Most of you have no doubt heard that Stephen Covey passed away on Monday. He’s known best for his book The 7 Habits of Highly Effective People, which catapulted him to fame, leading to more books as well as his seminars and consulting and the Franklin Quest products (particularly the well-known Franklin planners).
Although he and I were quite different, especially spiritually and politically, our philosophies have intersected and been in sync through the years, sometimes in surprising ways. For example, when I was shopping my book The Greatness Challenge to agents and publishers, he came out with his book The 8th Habit–about striving for greatness.
We share the same outlook on success being defined by more than just money or promotions. Focusing holistically on who you are and who you want to be is far more meaningful than focusing on what you want and what you want to be.
He was not without his critics, but no one can deny the enormous impact he had.
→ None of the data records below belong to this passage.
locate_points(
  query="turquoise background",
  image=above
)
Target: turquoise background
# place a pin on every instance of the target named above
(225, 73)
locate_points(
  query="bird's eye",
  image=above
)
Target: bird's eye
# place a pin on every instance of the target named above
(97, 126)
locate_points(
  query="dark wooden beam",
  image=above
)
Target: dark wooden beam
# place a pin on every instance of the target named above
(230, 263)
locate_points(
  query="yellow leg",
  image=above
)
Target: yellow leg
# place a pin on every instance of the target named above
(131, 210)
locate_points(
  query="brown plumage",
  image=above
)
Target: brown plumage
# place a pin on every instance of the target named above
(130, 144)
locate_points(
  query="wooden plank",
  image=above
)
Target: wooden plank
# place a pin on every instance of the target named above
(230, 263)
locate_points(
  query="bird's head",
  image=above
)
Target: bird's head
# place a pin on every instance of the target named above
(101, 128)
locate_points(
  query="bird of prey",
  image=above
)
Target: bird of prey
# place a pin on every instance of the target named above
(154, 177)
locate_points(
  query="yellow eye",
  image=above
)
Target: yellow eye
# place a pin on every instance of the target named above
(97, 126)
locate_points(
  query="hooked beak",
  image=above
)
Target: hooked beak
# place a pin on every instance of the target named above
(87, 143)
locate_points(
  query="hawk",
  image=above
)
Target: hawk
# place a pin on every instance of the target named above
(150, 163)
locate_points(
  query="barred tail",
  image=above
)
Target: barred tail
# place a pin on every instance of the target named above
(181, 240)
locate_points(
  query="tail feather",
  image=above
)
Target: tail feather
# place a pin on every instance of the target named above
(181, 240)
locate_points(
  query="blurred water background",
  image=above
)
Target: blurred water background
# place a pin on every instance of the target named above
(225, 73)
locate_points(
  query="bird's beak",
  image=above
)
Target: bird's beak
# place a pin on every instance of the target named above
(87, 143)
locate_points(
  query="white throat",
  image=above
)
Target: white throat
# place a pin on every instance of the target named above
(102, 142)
He was often accused of oversimplifying, which is a challenge for all coaches and consultants who work with businesses and individuals. People tend to forget that the evolution of ideas often must start with the simplest of foundations—to reach the most people and enable some common understanding before we can customize our guidance to the specifics of a person or situation.
He also exemplifies an important theme in my work—that our lives and work are not over or on the decline after 50, that we are just getting started. At 79, he was still going strong in every aspect of his life.
He had presence in the world, and the world will feel his absence.